Thanks to @davidrock101 I came across the following article:
Researchers at Case Western Reserve University have found that people respond much better to a coach they find inspiring and who shows compassion for them, rather than one who they perceive to be judging them.
"We're trying to activate the parts of the brain that would lead a person to consider possibilities. We believe that would lead to more learning. By considering these possibilities we facilitate learning," said Richard Boyatzis, distinguished university professor, and professor of organizational behaviour, cognitive science and psychology.
..."Students tended to activate the areas associated with visioning more with the compassionate coach, even when the topics they were thinking about weren't so positive," Jack said of the results.
From Physorg.com (with a video at this link)
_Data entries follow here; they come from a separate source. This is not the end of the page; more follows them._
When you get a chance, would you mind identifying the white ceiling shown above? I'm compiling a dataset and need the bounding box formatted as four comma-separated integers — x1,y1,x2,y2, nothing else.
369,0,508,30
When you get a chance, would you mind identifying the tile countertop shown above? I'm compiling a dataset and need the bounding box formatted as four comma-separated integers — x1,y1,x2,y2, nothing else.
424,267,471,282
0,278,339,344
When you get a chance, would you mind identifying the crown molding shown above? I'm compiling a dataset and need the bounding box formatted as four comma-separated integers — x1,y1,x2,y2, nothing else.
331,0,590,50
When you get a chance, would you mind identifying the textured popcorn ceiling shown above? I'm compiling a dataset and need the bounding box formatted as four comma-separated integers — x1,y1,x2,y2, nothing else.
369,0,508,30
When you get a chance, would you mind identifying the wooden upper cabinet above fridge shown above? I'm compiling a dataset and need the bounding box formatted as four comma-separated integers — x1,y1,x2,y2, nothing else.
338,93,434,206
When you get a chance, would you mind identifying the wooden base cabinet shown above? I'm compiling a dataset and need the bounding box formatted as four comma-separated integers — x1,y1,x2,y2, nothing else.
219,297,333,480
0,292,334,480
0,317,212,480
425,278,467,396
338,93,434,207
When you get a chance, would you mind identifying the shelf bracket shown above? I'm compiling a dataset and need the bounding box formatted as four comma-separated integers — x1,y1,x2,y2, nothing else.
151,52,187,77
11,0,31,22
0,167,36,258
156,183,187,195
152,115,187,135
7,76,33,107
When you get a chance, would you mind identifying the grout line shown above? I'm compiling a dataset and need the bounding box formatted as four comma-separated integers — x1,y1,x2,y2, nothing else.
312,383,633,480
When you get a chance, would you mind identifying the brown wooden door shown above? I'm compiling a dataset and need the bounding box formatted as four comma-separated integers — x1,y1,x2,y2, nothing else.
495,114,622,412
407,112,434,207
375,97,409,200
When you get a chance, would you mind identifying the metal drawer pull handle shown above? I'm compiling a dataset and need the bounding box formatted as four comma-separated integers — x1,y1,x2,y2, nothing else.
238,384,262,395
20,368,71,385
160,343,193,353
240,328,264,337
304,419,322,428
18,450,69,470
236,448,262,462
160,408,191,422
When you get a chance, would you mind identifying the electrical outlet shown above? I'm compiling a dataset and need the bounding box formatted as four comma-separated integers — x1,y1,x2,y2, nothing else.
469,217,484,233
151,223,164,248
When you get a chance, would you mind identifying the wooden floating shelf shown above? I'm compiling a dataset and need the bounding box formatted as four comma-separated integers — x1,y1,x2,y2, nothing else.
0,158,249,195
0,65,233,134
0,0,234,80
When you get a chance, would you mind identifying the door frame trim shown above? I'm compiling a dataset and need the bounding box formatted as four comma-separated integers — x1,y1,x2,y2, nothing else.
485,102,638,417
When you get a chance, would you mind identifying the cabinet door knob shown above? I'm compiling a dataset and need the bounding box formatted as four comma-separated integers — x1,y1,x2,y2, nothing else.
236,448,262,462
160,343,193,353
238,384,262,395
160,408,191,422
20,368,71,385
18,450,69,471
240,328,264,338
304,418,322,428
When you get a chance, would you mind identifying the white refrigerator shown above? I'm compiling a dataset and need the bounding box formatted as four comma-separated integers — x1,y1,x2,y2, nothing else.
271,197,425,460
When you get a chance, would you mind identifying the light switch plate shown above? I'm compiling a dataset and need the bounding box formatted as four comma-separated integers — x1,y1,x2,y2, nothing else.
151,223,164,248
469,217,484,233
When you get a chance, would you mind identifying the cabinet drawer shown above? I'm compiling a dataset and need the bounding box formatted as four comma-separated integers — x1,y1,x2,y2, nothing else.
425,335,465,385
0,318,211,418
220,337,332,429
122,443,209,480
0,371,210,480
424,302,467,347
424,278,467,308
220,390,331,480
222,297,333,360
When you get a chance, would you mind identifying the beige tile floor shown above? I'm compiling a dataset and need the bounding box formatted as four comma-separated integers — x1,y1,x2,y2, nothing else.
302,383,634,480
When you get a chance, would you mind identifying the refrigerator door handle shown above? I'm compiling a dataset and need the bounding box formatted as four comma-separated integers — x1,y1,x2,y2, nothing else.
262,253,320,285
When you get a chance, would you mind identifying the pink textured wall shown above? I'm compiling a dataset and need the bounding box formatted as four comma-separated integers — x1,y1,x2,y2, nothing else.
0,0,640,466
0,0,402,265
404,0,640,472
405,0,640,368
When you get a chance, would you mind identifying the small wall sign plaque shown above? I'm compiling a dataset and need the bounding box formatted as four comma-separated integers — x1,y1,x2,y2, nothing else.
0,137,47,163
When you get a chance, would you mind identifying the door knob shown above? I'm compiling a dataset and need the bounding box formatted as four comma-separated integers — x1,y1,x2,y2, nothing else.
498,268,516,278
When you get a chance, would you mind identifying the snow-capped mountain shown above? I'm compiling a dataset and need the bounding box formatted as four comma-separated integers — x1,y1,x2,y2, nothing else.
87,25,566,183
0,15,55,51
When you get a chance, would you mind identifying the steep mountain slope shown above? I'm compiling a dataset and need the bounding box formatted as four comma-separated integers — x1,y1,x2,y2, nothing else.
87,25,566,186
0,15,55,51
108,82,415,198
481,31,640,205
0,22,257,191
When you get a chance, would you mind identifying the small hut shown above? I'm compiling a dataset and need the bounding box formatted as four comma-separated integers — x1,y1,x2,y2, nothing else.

Internally funded research at Case Western Reserve has documented reactions in the human brain to compassionate and critical coaching methods. The results start to reveal the mechanisms by which learning can be enhanced through coaching with compassion (a method that emphasizes the coached individual’s own goals).
Neural Signatures of Inspirational Mentoring: The researchers are studying neural responses to different styles of coaching with the goal of improving learning outcomes.
Method: Undergraduate students interacted with two coaches, and later while in the brain scanner responded to questions requiring recall of those coaches. The left and right hemispheres of the brain are seen colored according to whether there was more activity in response to the compassionate coach, who evokes the positive emotional attractor, or the standard coach, who evokes the negative emotional attractor.
Analysis: More brain activity was seen in the positive condition, particularly in higher visual and auditory areas associated with imagery.
-- Brain areas shown by pink spheres showed a more complex pattern, which related to the emotional content of the questions. However, the majority of brain areas identified were positive visioning foci.
-- The pattern for positive visioning foci is shown in the graph. These areas showed consistently more activity for more positive conditions: while the coach was posing the question, while the student responded, and while the coach thanked the student for responding.
-- Positive visioning areas are thought to reflect the greater cognitive and perceptual openness that comes from being encouraged to connect with a vision that inspires you, as opposed to the defensiveness caused by the sense you are being judged or pressured to conform to externally imposed goals.
So, coaches and consultants (and mediators who work beyond just in neutral capacities!), how does this fit into your coaching work?